Bert Jansch & John Renbourn Bert & John (4*)
The fourth album in Bert Jansch's extensive canon, 1966's Bert And John was recorded with fellow guitarist John Renboun in the living room of the flat they shared in St Edmund's Terrsce, on the edge of Primrose Hill. While some of their peers (Davy Graham, for example, according to Electric Eden: Unearthing Britain's Visionary Music) were heading for the middle of the road and television exposure Jansch and Renbourn were still in the process of figuring out what was possible around the fringes. Renbourn had already been working with Jacqui McShee, with whom the duo would achieve major success in Pentangle, but here, in contrast to the reinterpretation of traditional material on Jack Orion, recorded around the same time, the content is weighted towards the jazz and blues side of the spectrum.
It seems incongruous to have something called Piano Tune played on two guitars (and to be frank about it I can’t hear this as a piano piece) but it, like most of the tracks on the album, is a Jansch - Renbourn co-write. The exceptions are the Charlie Mingus Goodbye Pork Pie Hat, Anne Briggs’ The Time Has Come, Jansch’s Soho and Renbourn’s Along the Way.
Joe Boyd in White Bicycles says he thought the likes of Bert Jansch and John Renbourn were just emulating American noodlers such as John Fahey and Sandy Bull, but there’s actually a bit more than mere noodling going on here.
Given the nature of things in the Little House of Concrete there’s no guarantee that anything on this album will end up in the Top 1500 Most Played playlist, but at the same time anything on the album will, under the right conditions, slip through on the iPod without prompting a shuffle forwards.
Recommended if you’re into fingerpicked guitar and want to check out an early collaboration between two of the best exponents of the genre.

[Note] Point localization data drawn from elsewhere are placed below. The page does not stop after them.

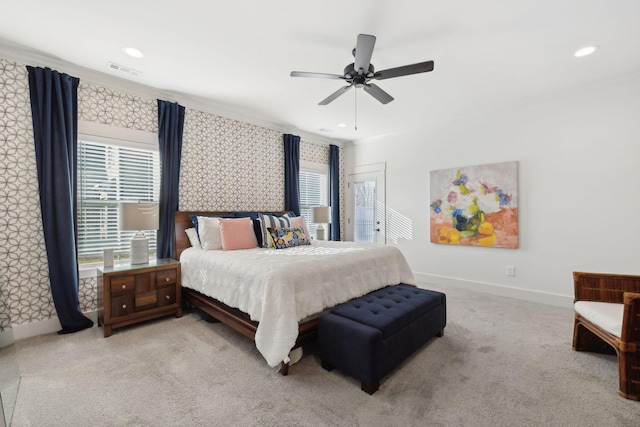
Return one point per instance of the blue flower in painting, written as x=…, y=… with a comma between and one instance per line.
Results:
x=504, y=198
x=436, y=206
x=461, y=180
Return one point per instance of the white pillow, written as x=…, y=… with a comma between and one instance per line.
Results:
x=298, y=221
x=192, y=234
x=209, y=231
x=271, y=221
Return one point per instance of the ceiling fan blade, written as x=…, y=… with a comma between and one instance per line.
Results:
x=377, y=93
x=421, y=67
x=316, y=75
x=364, y=50
x=334, y=95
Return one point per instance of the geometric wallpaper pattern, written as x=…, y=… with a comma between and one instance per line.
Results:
x=23, y=259
x=105, y=106
x=230, y=165
x=226, y=165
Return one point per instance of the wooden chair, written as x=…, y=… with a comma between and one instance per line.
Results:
x=588, y=336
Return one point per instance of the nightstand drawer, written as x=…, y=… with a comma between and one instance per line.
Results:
x=122, y=305
x=130, y=294
x=166, y=277
x=166, y=296
x=122, y=284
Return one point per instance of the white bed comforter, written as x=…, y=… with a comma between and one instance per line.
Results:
x=278, y=288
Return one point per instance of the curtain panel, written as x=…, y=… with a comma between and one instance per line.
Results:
x=334, y=191
x=292, y=173
x=54, y=110
x=170, y=129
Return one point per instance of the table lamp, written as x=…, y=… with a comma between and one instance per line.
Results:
x=321, y=215
x=139, y=216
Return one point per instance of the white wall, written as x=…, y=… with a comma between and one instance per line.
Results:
x=578, y=195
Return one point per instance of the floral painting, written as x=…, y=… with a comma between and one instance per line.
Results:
x=475, y=205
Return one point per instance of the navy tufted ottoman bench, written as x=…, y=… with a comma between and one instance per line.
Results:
x=369, y=336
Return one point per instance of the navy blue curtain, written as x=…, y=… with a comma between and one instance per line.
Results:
x=334, y=191
x=54, y=110
x=292, y=173
x=170, y=127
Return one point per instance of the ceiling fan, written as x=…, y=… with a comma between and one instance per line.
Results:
x=362, y=71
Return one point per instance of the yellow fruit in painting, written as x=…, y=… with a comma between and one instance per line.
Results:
x=485, y=228
x=488, y=241
x=454, y=236
x=442, y=234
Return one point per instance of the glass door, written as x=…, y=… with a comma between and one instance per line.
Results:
x=366, y=221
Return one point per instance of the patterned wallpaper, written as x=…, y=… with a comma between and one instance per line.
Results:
x=23, y=258
x=226, y=165
x=230, y=165
x=105, y=106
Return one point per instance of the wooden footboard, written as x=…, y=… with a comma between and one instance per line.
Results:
x=235, y=318
x=240, y=321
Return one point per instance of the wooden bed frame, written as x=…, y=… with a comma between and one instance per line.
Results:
x=307, y=331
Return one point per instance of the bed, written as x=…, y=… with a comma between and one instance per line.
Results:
x=274, y=296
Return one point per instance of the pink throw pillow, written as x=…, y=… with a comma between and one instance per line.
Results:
x=237, y=233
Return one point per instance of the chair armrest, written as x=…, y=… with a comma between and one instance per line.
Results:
x=604, y=287
x=631, y=319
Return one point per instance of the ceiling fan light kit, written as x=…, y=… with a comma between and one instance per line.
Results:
x=361, y=72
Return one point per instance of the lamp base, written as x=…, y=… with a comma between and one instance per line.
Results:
x=139, y=249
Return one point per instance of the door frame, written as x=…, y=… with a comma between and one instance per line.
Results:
x=380, y=170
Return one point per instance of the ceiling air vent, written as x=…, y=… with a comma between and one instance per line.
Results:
x=123, y=69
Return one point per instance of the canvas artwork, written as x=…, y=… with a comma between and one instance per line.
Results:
x=475, y=205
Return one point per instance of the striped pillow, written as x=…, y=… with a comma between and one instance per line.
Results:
x=288, y=237
x=268, y=221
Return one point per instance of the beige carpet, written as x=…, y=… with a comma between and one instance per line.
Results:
x=502, y=362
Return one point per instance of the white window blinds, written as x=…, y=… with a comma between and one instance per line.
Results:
x=107, y=174
x=313, y=192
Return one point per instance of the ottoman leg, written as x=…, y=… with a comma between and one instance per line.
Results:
x=370, y=387
x=327, y=366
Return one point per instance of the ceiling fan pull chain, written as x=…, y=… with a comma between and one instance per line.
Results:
x=355, y=112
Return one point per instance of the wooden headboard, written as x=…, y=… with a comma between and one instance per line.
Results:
x=183, y=221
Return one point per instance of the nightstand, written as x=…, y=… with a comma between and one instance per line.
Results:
x=129, y=294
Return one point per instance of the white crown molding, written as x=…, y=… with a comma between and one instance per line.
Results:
x=27, y=56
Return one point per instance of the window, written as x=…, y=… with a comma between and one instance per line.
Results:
x=110, y=171
x=314, y=184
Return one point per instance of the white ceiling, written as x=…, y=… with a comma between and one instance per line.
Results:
x=237, y=55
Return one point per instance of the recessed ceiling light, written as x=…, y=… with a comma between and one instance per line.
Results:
x=587, y=50
x=133, y=52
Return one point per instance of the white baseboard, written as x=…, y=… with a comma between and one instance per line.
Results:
x=6, y=337
x=500, y=290
x=47, y=326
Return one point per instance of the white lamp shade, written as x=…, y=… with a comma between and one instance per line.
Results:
x=138, y=216
x=321, y=215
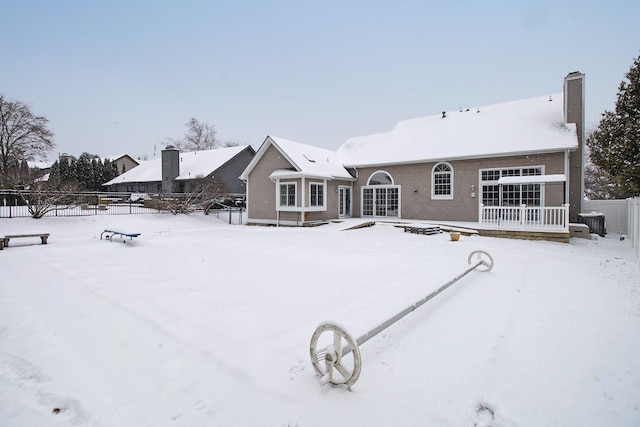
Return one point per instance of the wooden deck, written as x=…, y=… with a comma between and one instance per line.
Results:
x=468, y=229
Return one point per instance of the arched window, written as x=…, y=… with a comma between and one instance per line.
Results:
x=442, y=181
x=380, y=197
x=380, y=178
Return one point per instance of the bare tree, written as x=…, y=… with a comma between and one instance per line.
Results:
x=23, y=136
x=199, y=136
x=41, y=201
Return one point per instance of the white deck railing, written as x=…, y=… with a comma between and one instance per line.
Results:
x=526, y=218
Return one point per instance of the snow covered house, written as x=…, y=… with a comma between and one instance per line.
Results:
x=124, y=162
x=516, y=162
x=177, y=172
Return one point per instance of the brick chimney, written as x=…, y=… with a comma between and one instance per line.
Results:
x=574, y=113
x=170, y=168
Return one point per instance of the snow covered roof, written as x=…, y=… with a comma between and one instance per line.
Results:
x=119, y=156
x=193, y=165
x=307, y=160
x=534, y=125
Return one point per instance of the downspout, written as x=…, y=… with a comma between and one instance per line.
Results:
x=303, y=199
x=567, y=171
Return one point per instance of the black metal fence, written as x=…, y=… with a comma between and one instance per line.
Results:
x=20, y=204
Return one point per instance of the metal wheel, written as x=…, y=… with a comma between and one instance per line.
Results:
x=483, y=258
x=337, y=360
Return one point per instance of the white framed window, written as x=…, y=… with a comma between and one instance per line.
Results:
x=512, y=194
x=442, y=181
x=316, y=194
x=288, y=194
x=381, y=198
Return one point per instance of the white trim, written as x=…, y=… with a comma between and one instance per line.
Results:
x=376, y=172
x=375, y=187
x=433, y=182
x=532, y=179
x=323, y=206
x=279, y=206
x=350, y=213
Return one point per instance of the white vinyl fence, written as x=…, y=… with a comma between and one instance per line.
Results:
x=634, y=224
x=615, y=214
x=621, y=217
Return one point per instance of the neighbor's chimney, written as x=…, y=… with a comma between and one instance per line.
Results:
x=573, y=95
x=170, y=168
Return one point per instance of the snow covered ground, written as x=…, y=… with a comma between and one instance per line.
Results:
x=201, y=323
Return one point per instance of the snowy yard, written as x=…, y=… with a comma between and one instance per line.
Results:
x=201, y=323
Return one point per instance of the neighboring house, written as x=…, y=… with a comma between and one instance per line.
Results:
x=124, y=162
x=177, y=172
x=467, y=165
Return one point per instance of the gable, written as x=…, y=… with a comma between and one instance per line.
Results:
x=304, y=159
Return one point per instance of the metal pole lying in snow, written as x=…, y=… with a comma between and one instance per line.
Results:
x=332, y=354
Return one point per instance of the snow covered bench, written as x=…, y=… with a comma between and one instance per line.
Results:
x=422, y=229
x=7, y=237
x=111, y=233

Taj Mahal and Toumani Diabaté Kulanjan (3.5*)
If you could collect a dollar for every one of these American blues man reconnects with his African roots albums you'd probably have the readies to head out and buy a rather expensive bottle of something, but when it comes to that back to the roots bit Taj Mahal has been doing it longer than most.

He's been visiting Mali since 1979, a good fifteen years before Ry Cooder and Ali Farka Toure's Talking Timbuktu which was the first of those exercises I encountered. As far as Taj is concerned he's descended from Malian griots, so on that basis a collaboration with kora player Toumani Diabaté, the descendant of seventy-one generations of musicians in a patrilineal line, looks like an obvious avenue to explore. If you're talking roots, that's serious roots.

Taj met Toumani as far back as 1990, but this set, recorded in 1999 in Georgia with half a dozen Malian griots (Toumani Diabate, kora; Kassemady Diabate, vocals, guitar; Ramatou Diakite, vocals; Bassekou Kouyate, ngoni, bass ngoni; Dougouye Koulibaly, kamalengoni, bolon; Lasana Diabate, balafon; Ballake Sissoko, kora) offers an interesting blend of American and African influences melding the blues, ragtime and folk themes from the New World with timeless elements from the sub-Saharan region.

The blend is easy enough to sample on the album's opener, Queen Bee, a track Taj has cut several times, with Ramatou Diakite's improvised Wasulunke vocal skipping along as Diabate tinkles away before Taj cuts in with the more familiar vocal line. It’s probably the most striking track, and while the the blues themes through the rest of the album are fairly familiar (Catfish Blues, Take This Hammer), the Malian influences transform the likes of Ol' Georgie Buck into a celebration of the songs’ African roots.

Apart from the reworkings of familiar material the Malian love ballads, hunter's songs, and songs of praise to departed heroes work on their own level and the two elements combine seamlessly to create a sound that works as a fusion of ancient traditions and music that’s obviously descended from those traditions but has been shaped by outside influences while retaining the traditional base.

The combination makes for an interesting listen that I’d like to have heard a decade before I actually did and would probably have brought my ears to a couple of subsequent favourites (Toumani Diabate in particular) early enough to have them as a key ingredient in the Tuesday night Fools Gold or the Sunday afternoon session on the local community radio station.